Et comment il se fait que dans ces mêmes Etats plus libéraux les uns que les autres, on n’a pas envisagé une seconde de réduire les budgets militaires qui pompent la plus grosse part des finances publiques alimentées par les contribuables, de manière très inégalitaire d’ailleurs, au détriment des plus modestes ?
Il faut savoir : si l’on est capable de trouver des centaines de milliards par an, aux Etats-Unis (670 mds de $), des dizaines en France (32 mds d’Euros), comme en Grande-Bretagne, 36 en Russie, 56 en Chine toujours convertis en euros…les dépenses d’armement étant annuellement estimées dans le monde autour de 1 500 milliards de $ (dont près de la moitié pour les USA), on doit pouvoir en consacrer quelques centaines, par an, à l’aide au développement des pays les moins avancés pour qu’ils puissent accéder à une alimentation suffisante et à une croissance durable et écologique, à partir de leurs propres ressources.
Ce serait la moindre des choses puisque ces milliards d’humains sont évidemment les plus vulnérables aux catastrophes et aux conditions climatiques mais aussi au fait, non négligeable, qu’ils ne constituent pas des partenaires économiques car insolvables.

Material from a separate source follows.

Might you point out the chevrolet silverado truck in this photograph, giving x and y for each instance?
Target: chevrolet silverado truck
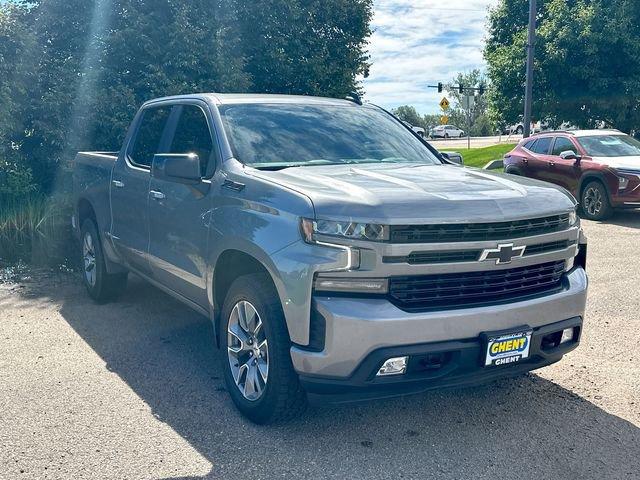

Sans oublier que nous, les gouverneurs du monde, nous leur avons pas mal entamé leurs richesses naturelles.
L’ONU avance le chiffre de 100 mds de $ par an jusqu’en 2 020, pour les pays en développement, c’est-à-dire 6,6% seulement des dépenses d’armement toujours à la hausse dans les pays « riches ». L’UE parle de 100 mds d’euros, (146 mds $), qui dit mieux ? Des chiffres loin du compte selon les pays africains. Et qui ne sont même pas confirmés, la répartition faisant l’objet d’âpres négociations. L’UE envisage une participation de l’ordre de 3 à 22 mds de$ : c’est très élastique. Une partie proviendrait de la taxe carbone. On en est là.
Et voilà qu’on nous dit : « sauvons-les en sauvant la planète et ses habitants de la catastrophe imminente dont nous serions tous responsables... » Au point de modifier le climat !
Je ne relance pas le débat. Mais à supposer que ce soit vrai, serait-il incongru de poser la question des budgets d’armement et de la mise au rancart des armes nucléaires ? Neuf pays ont en stock quelques 23 000 ogives nucléaires. S’il y a une menace permanente bien réelle aujourd’hui sur la planète et nous tous, c’est bien celle-là ! Et ça nous coûte très cher.
Ce serait être populiste diront les tenants de la force comme seule garante de notre sécurité. Ou bien encore irréaliste, compte tenu que l’on parviendra difficilement à un consensus à l’échelle mondiale, du moins à court terme, ajouteront ceux, souvent les mêmes, qui s’accommodent fort bien du système ou qui lui font confiance par défaut.
Sans aucun doute faut-il en avoir la volonté politique et donner l’exemple plutôt que de poursuivre le surarmement et d’organiser le monde autour des intérêts de quelques grandes puissances elles-mêmes solidaires de celle d’où est partie la crise financière qui n’est que l’un des aspects de la crise plus générale du capitalisme.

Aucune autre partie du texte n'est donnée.